Вернулся он буквально через несколько секунд, неся в руках листы бумаги и карандаш.

– Брат знает твой почерк? – спросил меня Алессандро.

– Не думаю, он ведь уехал из дому несколько лет назад, и, признаться, я ему не писала. Он, возможно, вообще не помнит, как я выгляжу, – ответила я.

– Тогда сделаем так: сейчас ты напишешь ему письмо, где укажешь какие-то события, о которых могут знать только члены вашей семьи. Также попроси его не говорить никому об этом письме. Напиши, что твоя жизнь в опасности, хотя так оно и есть.

– Думаю, что смогу написать такое письмо, – сказала я.

– Тогда пиши, не стану тебе мешать. Я попрошу Катрину приготовить нам завтрак, – Алессандро ушел, а я начала писать письмо.

Сначала в голову ничего не приходило, но, как только я написала несколько строк, словесный поток полился из меня как из рога изобилия. Я писала о нашем детстве, о доме, о моментах, которые можем помнить только мы. Потом я кратко рассказала о своем похищении и о том, что мне удалось сбежать, но возвращаться домой я не могу. Я ничего не написала о смерти Дианы, решив сказать Марку об этом при встрече.

К тому времени, как я закончила письмо (оно уместилось на трех страничках), на столе уже стоял обильный завтрак, от запаха которого у меня потекли слюнки. Алессандро сидел напротив и доедал свою порцию.

– Закончила? – спросил он. Я кивнула в ответ.

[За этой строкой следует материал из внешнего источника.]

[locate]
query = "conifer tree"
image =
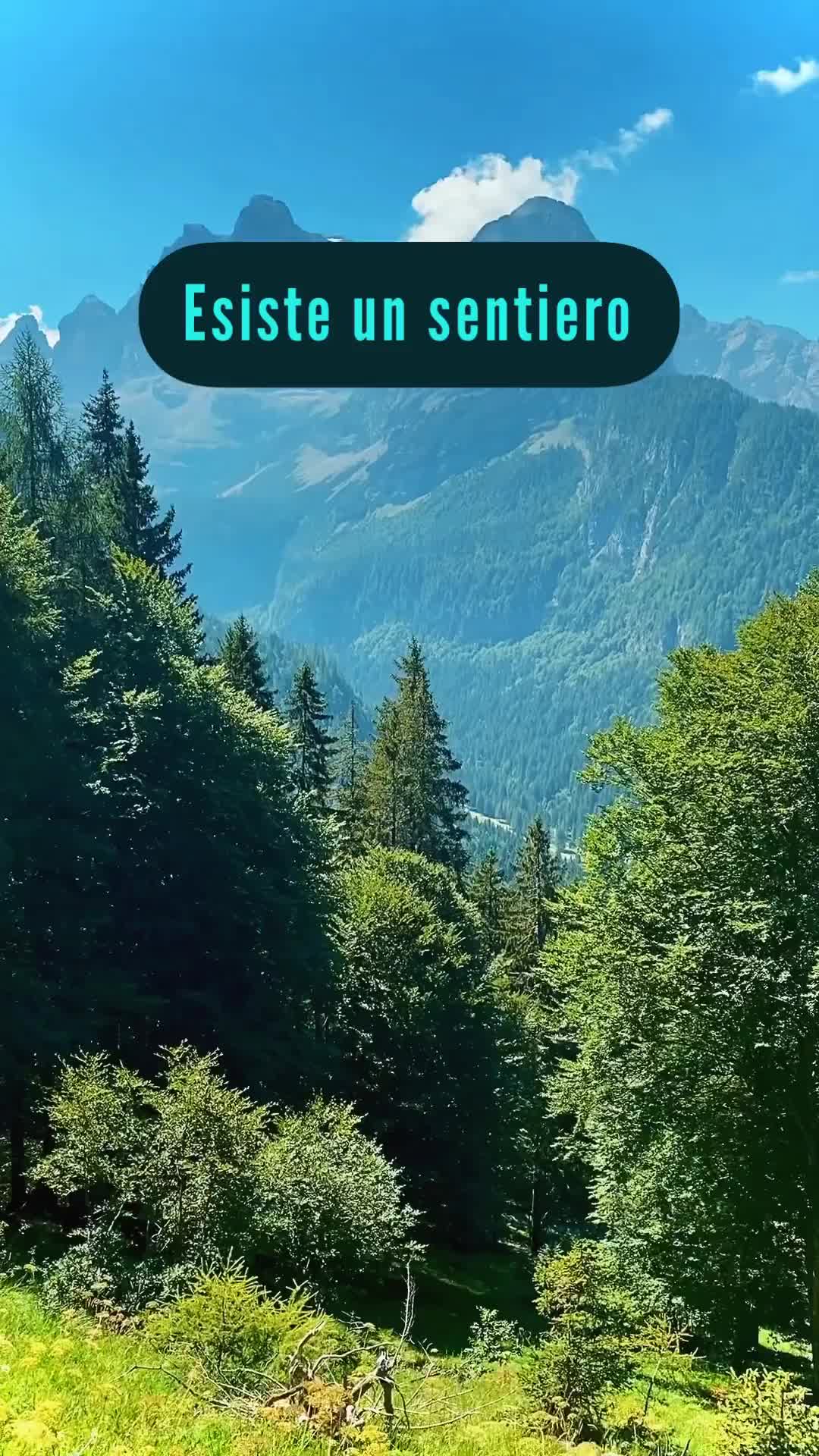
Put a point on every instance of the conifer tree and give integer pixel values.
(414, 801)
(488, 894)
(241, 658)
(306, 712)
(104, 431)
(532, 896)
(143, 530)
(33, 427)
(350, 786)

– Тогда возьми, – сказал мне Алессандро, протягивая перочинный ножик, – срежь прядь своих волос.

– Зачем?

– Ну, если он не помнит твой почерк, то, может, твои волосы вспомнит. Да к тому же у нас ведь нет никаких вещей, доказывающих твое пребывание в Лондоне. Прядь волос, конечно, тоже не веское доказательство, но все же что-то.

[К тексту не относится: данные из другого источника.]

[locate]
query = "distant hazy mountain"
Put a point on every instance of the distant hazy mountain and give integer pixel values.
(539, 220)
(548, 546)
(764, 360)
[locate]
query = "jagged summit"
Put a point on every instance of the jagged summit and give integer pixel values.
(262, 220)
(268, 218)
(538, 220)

Я срезала небольшую прядь и протянула ее вместе с письмом Алессандро.

– Как ты передашь ему все это? – спросила я.

– Придумаю что-нибудь. Насчет этого не беспокойся, – сказал цыган, кладя письмо вместе с моими волосами в небольшой конверт.

– Я пойду. Лучше сделать все как можно быстрее, – сказал Алессандро. – Как только я что-то узнаю, то сразу же сообщу тебе.

– Как много времени это займет? – спросила я.

– Трудно сказать. В любом случае никуда не выходи отсюда, ни с кем не разговаривай и слушайся Катрину.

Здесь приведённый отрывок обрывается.